SPHINX: The Joint Mixing of Weights, Tasks, and Visual Embeddings for Multi-modal Large Language Models

Ziyi Lin,Chris Liu,Renrui Zhang,Peng Gao,Longtian Qiu,Han Xiao,Han Qiu,Chen Lin,Wenqi Shao,Keqin Chen,Jiaming Han,Siyuan Huang,Yichi Zhang,Xuming He,Hongsheng Li,Yu Qiao

from arxiv, Work in progress. Code and demos are released at https://github.com/Alpha-VLLM/LLaMA2-Accessory

We present SPHINX, a versatile multi-modal large language model (MLLM) with a joint mixing of model weights, tuning tasks, and visual embeddings.
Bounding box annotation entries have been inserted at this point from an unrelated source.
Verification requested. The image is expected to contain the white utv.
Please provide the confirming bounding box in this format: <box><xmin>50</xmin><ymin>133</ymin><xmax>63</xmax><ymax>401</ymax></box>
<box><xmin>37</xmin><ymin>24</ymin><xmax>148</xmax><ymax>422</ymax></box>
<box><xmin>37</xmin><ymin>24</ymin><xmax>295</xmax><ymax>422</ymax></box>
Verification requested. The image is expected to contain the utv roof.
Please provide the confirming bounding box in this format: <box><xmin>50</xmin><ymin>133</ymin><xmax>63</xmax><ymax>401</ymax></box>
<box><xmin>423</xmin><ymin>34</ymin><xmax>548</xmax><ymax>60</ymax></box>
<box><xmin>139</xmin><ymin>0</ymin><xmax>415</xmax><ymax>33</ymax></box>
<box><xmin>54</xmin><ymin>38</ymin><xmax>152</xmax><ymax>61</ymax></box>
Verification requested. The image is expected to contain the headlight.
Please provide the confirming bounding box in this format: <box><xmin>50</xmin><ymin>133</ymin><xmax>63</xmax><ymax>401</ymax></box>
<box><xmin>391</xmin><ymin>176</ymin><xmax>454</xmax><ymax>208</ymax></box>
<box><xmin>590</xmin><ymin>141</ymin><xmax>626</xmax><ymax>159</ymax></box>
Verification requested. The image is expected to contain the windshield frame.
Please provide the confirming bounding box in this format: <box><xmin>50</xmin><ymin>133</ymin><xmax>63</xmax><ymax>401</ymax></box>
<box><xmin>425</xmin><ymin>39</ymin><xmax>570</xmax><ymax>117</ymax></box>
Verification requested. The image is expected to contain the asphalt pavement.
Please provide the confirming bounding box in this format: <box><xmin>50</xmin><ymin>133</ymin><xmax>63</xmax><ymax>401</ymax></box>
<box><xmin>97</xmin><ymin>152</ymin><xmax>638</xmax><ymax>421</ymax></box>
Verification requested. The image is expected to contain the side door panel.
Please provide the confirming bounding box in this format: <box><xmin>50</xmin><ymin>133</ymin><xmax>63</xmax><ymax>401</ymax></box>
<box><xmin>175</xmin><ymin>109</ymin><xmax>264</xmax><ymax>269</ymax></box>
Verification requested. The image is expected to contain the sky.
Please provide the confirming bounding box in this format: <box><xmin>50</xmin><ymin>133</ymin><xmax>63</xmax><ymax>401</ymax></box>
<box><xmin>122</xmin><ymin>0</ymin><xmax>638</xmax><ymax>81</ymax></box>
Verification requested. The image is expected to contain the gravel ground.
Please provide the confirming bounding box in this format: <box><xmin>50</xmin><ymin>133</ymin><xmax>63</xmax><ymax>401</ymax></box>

First, for stronger vision-language alignment, we unfreeze the large language model (LLM) during pre-training, and introduce a weight mix strategy between LLMs trained by real-world and synthetic data. By directly integrating the weights from two domains, the mixed LLM can efficiently incorporate diverse semantics with favorable robustness. Then, to enable multi-purpose capabilities, we mix a variety of tasks for joint visual instruction tuning, and design task-specific instructions to avoid inter-task conflict. In addition to the basic visual question answering, we include more challenging tasks such as region-level understanding, caption grounding, document layout detection, and human pose estimation, contributing to mutual enhancement over different scenarios. Additionally, we propose to extract comprehensive visual embeddings from various network architectures, pre-training paradigms, and information granularity, providing language models with more robust image representations. Based on our proposed joint mixing, SPHINX exhibits superior multi-modal understanding capabilities on a wide range of applications. On top of this, we further propose an efficient strategy aiming to better capture fine-grained appearances of high-resolution images. With a mixing of different scales and high-resolution sub-images, SPHINX attains exceptional visual parsing and reasoning performance on existing evaluation benchmarks. We hope our work may cast a light on the exploration of joint mixing in future MLLM research. Code is released at https://github.com/Alpha-VLLM/LLaMA2-Accessory.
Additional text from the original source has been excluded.